Regardless of times when learning music is frustrating, all of her hard work certainly pays off when presented to the ears of the public. She’s performed multiple gigs since sixth grade, and her performance at The Mill Restaurant Open Mic Nights is her favorite. She’s also performed at the Yacht Club Open Mic Nights, which is situated in the downtown and known to be a neighborhood nightspot.
“It’s a bit sketchy,” Callahan says with a laugh. “but [the audience] all love and support me everywhere I play. They come for the same reason I play. The love of music.”
Her older sister Carrie Callahan ‘18 remembers one of the first moments when she first heard Abbie sing. “I told [Abbie] that she should go on Dancing with the Stars and I should go on the Voice because I thought I was a better singer than her,” Carrie said. “…she decided to sing in the talent show at Weber and she sang “Rolling in the Deep.” It was actually good.”
It doesn’t help that the nerves and butterflies are dancing around before she goes up on stage, but once she steps into the spotlight and sings the first note, her jitters melt away.
“In real life, I’m pretty shy, so when I’m on stage and singing, I feel awesome and really find that everyone is there for me, so I can just own it all and I really love it,” Callahan said.
One of her most memorable moments was when she was performing in a competition at the Iowa State Fair. After she dedicated the song “Imagine” to the victims of the “senseless violence around the world” such as terrorism, she sang her heart out and felt more connected to the audience than ever before. “My biggest wish is for world peace,” Callahan said. “I dedicated my song to these victims in the hope that I’m making a difference with my music.”
And she certainly is. Callahan distinctly remembers a time when after a spectacular performance, a stranger came up to her and thanked Callahan for blessing her with her music.
“That was a really big accomplishment for me. Music to me, is making people happy. I feel like that’s what entertainment is really for,” Callahan said.
Regardless of how many successes and failures received, a singer never goes through a music career without experiencing some weird occurrences.

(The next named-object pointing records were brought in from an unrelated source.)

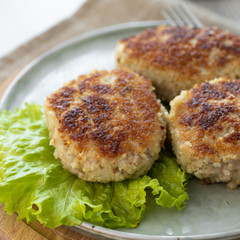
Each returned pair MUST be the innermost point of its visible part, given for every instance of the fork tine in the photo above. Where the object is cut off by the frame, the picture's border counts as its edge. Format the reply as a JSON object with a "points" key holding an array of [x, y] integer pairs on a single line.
{"points": [[180, 15], [195, 22], [169, 18]]}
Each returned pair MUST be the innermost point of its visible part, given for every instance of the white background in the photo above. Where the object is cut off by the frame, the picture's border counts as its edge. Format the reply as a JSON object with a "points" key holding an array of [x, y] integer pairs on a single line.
{"points": [[21, 20]]}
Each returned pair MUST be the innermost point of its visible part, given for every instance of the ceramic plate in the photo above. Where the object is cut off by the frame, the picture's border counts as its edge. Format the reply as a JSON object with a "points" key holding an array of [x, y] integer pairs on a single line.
{"points": [[212, 212]]}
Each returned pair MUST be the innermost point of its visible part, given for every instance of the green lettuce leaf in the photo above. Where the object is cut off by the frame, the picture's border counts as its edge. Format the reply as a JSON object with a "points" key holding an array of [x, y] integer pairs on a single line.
{"points": [[35, 186]]}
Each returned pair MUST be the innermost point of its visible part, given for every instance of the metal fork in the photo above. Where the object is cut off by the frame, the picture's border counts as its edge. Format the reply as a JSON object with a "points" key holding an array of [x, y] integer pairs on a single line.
{"points": [[180, 15]]}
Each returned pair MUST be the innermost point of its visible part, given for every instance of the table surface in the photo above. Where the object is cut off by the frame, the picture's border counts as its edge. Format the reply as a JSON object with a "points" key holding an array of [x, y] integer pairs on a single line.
{"points": [[21, 20]]}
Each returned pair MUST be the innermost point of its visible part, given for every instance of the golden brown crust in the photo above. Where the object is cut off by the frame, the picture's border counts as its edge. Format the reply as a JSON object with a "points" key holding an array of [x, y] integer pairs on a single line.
{"points": [[183, 49], [118, 114], [209, 118]]}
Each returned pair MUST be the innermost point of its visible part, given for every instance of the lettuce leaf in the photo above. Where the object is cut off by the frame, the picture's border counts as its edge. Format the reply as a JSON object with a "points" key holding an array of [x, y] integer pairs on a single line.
{"points": [[35, 186]]}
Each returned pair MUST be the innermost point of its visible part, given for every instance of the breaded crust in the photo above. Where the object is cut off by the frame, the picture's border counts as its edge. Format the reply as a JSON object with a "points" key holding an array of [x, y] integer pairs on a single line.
{"points": [[106, 126], [176, 58], [205, 130]]}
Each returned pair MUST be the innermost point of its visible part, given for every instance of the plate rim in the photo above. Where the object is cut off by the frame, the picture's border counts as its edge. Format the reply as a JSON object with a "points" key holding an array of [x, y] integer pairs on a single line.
{"points": [[86, 227], [73, 40]]}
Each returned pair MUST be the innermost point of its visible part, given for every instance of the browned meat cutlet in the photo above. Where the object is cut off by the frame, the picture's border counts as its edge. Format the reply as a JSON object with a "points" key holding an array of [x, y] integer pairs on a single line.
{"points": [[106, 126], [176, 58], [205, 130]]}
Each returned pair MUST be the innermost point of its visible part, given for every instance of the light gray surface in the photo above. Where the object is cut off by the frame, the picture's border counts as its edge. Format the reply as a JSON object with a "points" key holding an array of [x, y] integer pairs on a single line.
{"points": [[212, 211]]}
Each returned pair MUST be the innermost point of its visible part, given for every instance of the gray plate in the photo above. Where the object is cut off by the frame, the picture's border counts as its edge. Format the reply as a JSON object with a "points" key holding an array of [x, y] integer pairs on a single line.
{"points": [[213, 212]]}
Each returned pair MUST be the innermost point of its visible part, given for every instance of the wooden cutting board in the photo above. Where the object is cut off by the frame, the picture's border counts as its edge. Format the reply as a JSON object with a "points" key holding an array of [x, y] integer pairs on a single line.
{"points": [[12, 229]]}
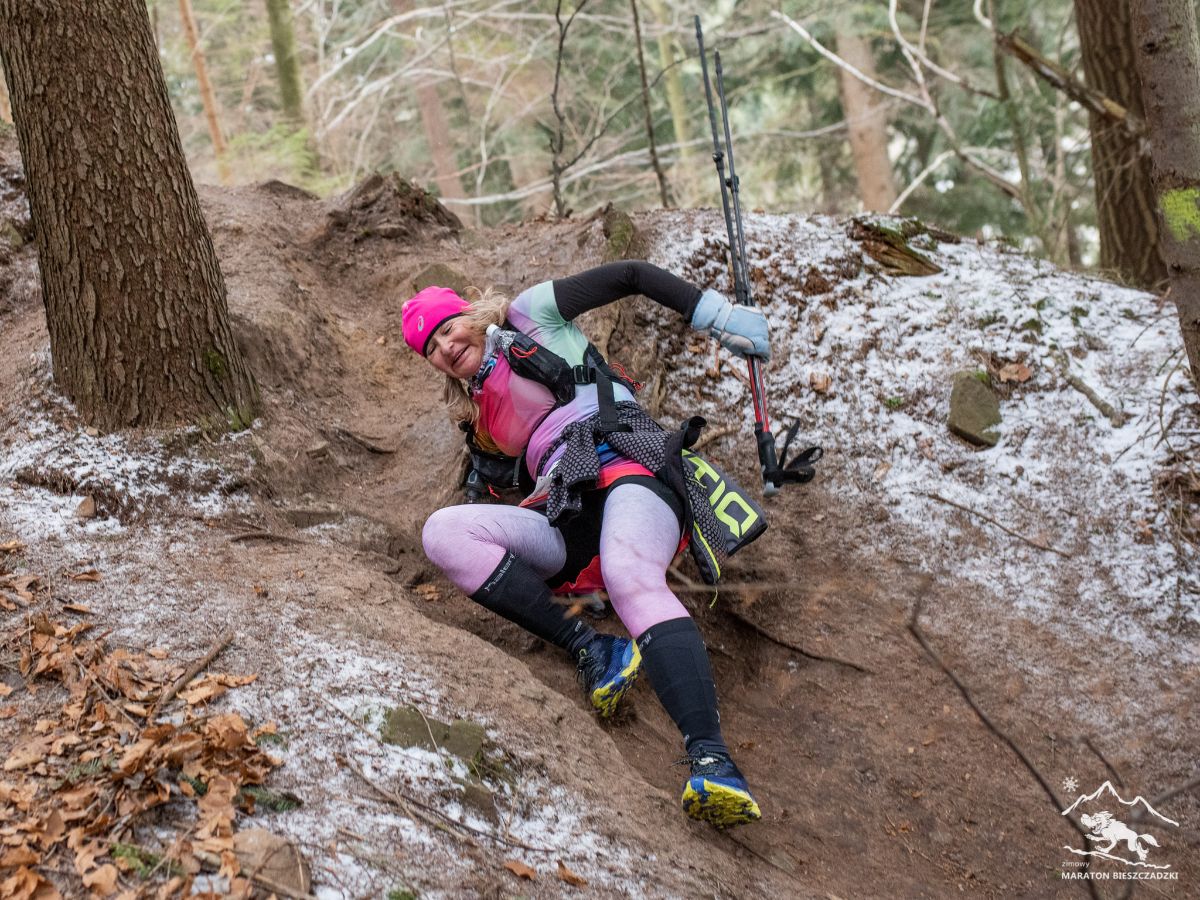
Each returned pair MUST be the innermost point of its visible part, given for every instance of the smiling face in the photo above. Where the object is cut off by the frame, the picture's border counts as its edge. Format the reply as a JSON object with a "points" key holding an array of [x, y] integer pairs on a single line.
{"points": [[456, 348]]}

Callahan recalls one special moment when she was in the streets of Key West, Florida, and a guy asked if he could record her singing to be put in a movie.
“I sang the song “Riptide” and while I was singing, he came up and started drumming next to me.” Callahan said with a smile.

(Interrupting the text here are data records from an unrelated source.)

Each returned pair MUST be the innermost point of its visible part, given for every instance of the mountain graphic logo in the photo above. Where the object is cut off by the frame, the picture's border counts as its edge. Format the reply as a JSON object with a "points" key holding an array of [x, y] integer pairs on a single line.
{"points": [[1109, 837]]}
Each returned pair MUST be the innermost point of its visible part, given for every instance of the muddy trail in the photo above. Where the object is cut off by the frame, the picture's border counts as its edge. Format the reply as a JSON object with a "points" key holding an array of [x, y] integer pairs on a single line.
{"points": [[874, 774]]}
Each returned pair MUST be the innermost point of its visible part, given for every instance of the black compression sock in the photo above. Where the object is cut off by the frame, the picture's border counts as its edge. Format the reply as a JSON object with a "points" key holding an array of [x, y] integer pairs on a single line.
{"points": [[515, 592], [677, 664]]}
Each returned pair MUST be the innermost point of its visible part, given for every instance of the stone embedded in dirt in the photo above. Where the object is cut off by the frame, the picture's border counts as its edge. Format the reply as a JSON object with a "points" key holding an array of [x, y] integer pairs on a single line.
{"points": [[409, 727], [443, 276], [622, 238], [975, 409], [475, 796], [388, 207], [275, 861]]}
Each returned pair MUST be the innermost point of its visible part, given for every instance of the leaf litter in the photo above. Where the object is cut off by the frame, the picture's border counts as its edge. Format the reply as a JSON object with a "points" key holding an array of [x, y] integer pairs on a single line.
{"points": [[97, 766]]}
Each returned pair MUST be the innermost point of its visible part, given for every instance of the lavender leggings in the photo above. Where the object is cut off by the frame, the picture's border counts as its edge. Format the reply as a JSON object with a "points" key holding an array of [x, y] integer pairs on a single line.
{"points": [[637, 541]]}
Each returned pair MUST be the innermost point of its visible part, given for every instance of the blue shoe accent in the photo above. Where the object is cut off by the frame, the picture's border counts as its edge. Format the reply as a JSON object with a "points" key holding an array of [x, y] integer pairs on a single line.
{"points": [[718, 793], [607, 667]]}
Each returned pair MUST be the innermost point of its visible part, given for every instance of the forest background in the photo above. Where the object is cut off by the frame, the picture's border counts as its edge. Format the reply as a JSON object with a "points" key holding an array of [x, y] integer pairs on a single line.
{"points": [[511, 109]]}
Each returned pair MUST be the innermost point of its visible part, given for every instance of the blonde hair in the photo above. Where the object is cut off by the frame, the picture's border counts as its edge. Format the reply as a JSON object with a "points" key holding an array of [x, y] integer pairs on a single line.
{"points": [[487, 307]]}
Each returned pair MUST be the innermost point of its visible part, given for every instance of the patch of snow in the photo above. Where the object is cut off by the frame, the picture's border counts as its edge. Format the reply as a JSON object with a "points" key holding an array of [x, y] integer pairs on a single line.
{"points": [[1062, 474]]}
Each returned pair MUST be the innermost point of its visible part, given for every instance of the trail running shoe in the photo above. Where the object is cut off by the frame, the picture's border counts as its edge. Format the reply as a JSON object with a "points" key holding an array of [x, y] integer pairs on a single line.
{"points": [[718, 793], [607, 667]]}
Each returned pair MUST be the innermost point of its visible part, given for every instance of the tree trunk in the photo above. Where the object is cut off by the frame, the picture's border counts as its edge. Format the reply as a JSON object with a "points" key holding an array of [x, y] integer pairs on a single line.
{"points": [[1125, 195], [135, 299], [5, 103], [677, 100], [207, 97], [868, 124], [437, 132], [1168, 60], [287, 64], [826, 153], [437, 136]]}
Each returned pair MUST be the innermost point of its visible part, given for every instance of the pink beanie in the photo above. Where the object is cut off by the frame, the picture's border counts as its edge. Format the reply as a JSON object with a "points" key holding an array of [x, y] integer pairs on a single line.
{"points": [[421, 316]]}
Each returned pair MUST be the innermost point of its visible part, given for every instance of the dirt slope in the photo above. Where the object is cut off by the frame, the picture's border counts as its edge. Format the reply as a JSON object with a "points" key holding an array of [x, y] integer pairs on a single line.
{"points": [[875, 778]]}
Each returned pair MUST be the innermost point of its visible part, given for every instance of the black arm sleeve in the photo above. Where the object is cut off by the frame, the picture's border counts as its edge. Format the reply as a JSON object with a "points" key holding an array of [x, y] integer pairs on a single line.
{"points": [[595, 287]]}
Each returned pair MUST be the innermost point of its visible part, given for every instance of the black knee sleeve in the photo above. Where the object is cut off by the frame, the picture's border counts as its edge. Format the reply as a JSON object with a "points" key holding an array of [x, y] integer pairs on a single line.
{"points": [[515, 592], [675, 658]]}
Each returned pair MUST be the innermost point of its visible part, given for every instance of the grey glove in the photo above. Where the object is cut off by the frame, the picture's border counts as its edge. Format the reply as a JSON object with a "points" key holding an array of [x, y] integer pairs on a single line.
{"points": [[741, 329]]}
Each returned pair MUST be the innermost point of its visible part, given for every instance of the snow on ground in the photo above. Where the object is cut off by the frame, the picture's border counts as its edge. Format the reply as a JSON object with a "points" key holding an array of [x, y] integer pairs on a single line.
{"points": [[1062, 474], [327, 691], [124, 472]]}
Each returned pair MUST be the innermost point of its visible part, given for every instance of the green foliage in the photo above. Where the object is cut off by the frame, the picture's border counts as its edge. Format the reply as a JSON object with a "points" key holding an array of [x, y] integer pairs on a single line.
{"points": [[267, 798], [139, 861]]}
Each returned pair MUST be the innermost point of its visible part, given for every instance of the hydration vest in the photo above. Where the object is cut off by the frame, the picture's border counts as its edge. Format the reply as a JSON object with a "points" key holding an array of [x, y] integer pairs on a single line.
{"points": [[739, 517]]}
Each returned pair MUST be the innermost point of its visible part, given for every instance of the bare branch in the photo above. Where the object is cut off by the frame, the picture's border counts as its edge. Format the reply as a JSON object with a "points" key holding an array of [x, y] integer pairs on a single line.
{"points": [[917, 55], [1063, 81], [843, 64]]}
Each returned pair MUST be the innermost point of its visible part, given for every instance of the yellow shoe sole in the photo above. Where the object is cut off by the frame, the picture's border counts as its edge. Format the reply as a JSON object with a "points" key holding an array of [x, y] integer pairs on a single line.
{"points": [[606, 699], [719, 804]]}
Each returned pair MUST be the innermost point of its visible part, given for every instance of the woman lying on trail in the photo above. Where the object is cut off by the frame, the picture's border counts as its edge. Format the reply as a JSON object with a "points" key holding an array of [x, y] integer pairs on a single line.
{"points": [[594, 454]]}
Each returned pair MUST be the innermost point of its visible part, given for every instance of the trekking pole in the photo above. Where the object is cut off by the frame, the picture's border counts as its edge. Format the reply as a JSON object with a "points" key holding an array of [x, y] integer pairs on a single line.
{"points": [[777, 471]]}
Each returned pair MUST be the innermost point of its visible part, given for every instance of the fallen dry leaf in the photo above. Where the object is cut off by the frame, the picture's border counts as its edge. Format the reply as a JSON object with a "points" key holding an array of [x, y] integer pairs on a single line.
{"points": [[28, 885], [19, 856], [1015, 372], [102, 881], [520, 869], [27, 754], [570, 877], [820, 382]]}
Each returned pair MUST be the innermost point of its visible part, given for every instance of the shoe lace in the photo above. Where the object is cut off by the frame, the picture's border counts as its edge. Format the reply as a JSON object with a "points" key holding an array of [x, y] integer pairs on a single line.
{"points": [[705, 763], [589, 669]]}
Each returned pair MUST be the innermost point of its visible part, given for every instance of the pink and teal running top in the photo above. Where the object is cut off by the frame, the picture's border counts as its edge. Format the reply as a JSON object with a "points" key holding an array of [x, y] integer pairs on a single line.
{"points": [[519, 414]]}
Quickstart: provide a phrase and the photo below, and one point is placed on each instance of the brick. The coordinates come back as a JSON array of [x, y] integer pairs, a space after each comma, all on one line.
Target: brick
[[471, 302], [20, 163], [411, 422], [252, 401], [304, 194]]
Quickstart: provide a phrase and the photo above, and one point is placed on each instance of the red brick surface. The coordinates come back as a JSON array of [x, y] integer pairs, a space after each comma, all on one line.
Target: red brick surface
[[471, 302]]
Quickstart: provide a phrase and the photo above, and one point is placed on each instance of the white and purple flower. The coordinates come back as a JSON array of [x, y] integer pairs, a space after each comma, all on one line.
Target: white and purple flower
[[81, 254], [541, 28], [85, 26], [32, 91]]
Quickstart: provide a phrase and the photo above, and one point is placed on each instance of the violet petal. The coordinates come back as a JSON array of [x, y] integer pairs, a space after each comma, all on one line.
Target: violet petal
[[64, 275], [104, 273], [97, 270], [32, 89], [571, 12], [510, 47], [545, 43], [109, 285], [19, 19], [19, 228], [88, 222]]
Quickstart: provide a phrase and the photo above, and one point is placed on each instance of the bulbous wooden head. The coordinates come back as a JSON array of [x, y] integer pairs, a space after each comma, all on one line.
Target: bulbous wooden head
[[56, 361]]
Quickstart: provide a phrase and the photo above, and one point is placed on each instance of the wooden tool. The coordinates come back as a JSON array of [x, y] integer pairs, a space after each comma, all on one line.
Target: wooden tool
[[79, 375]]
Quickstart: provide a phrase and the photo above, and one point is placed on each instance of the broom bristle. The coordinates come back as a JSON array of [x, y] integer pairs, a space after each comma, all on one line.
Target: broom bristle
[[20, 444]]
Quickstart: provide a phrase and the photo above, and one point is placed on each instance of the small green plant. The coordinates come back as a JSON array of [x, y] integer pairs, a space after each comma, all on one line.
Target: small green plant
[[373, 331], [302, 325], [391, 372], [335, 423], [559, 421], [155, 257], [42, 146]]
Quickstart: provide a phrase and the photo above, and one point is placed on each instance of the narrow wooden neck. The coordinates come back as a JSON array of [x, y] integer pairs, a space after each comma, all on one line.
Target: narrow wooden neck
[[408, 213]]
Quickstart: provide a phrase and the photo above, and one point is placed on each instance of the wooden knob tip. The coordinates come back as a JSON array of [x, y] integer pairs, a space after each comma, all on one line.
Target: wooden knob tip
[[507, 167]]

Now in the present, Callahan looks toward the future with her music career and the new opportunities that she can play in.
However, she isn’t doing this job alone. She has the unconditional support of her mother Kate Callahan, who will support Callahan with whatever she decides to do with her life. “…I would like to see Abbie accomplish her dreams and be able to make a living doing what she loves,” Kate said. “If that doesn’t happen, she will always have a talent that she loves and able to share.”
Underneath all of her musical successes and endeavors, Callahan is still like any student at West.
“The music is just one part of Abbie’s life. To me, I’m most proud of the type of person she is, the values she has, and how she treats others,” Kate said. “I’m proud of her dedication to making herself a better person.”
Although Callahan doesn’t have an exact map for her future, she never plans to give up her passion. “I’ll sing and play guitar for the rest of my life because it’s always going to be a passion of mine.” Callahan said. “I don’t think I’d ever stop.”